In summary, codon usage bias in E. festucae was found to be relatively weak and affected by nucleotide composition, mutational pressure, natural selection, and gene expression level. However, natural selection may play a major role in shaping codon usage variation, manifesting itself in weaker codon usage bias. In addition, the codon preferences of E. festucae were more biased than those of A. thaliana, E. coli, or Caenorhabditis elegans [44].

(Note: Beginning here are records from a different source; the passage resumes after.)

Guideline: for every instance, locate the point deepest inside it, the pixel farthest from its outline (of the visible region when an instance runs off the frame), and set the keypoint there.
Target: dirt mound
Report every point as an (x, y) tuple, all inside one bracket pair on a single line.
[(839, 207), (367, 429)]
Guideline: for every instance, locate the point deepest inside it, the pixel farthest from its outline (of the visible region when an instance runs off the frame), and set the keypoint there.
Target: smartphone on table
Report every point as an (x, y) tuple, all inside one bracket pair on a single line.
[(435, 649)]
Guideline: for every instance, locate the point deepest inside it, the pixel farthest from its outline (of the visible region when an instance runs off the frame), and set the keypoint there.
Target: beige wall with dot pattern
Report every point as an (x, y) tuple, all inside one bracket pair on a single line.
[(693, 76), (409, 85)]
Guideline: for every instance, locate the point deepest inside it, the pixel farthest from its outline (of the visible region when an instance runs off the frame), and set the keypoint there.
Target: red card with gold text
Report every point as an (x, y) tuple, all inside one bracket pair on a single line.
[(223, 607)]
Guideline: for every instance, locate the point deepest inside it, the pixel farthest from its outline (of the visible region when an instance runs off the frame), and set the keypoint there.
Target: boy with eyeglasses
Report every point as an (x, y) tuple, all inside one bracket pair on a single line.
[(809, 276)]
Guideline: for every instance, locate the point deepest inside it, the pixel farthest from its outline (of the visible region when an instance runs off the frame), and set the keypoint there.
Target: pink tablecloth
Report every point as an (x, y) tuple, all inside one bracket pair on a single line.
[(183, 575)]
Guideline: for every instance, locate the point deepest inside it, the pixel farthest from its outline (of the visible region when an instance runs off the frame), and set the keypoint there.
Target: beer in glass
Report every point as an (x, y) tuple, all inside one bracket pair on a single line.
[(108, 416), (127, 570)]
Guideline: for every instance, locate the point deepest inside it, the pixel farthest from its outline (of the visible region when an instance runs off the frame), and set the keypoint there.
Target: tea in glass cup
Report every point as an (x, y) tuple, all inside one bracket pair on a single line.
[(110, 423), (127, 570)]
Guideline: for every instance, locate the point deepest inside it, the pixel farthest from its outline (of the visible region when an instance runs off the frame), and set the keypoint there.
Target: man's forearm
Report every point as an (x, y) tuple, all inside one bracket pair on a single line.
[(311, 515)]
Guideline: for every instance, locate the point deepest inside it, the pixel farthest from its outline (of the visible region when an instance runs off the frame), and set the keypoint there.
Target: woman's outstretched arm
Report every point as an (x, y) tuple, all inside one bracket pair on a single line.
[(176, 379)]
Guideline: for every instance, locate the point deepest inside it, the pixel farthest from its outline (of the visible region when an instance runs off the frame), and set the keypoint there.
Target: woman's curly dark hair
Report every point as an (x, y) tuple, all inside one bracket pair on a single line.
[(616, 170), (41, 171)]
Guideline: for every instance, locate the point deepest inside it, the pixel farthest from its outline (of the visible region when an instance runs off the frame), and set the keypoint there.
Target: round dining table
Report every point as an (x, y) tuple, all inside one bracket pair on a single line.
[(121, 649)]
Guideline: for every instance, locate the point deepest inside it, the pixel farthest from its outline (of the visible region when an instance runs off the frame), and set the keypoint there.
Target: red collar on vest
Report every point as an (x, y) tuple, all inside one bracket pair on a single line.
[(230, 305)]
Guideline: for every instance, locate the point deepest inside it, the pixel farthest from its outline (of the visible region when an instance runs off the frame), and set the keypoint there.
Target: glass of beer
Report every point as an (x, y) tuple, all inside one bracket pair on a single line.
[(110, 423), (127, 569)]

Currently, no complete Epichloë sp. mitochondrial genome is available in GenBank. As more complete mitochondrial and nuclear genomes of Epichloë species are released, further comparative analyses will be possible, allowing for investigation of the genetic and environmental constraints that influence codon usage patterns at the intra- and inter-species levels. In addition, because Epichloë is an endophytic fungus, different strains possess different host specificities. Comparing the differences in codon usage of different Epichloë strains from the same species may explain these host specificities. Moreover, comparisons of codon usage between the mitochondrial and nuclear genomes in the same Epichloë strain may enable exploration into the mechanism of interaction between Epichloë endophytes and host grasses.
3. Materials and Methods
The complete genome sequences of E. festucae (E2368, version 4) were obtained from Genome Projects at University of Kentucky [45]. CDS (Coding DNA sequences) were downloaded from GenBank [46]. To improve the quality of sequences and minimize sampling errors, CDS were filtered based on the following considerations: (i) the presence of a start codon at the beginning and a stop codon at the end of each CDS was required; (ii) each CDS had to be greater than 300 nucleotides in length; and (iii) duplicated sequences (exact matches) were detected and excluded from the dataset. As a result, 4870 CDS were used for further analysis.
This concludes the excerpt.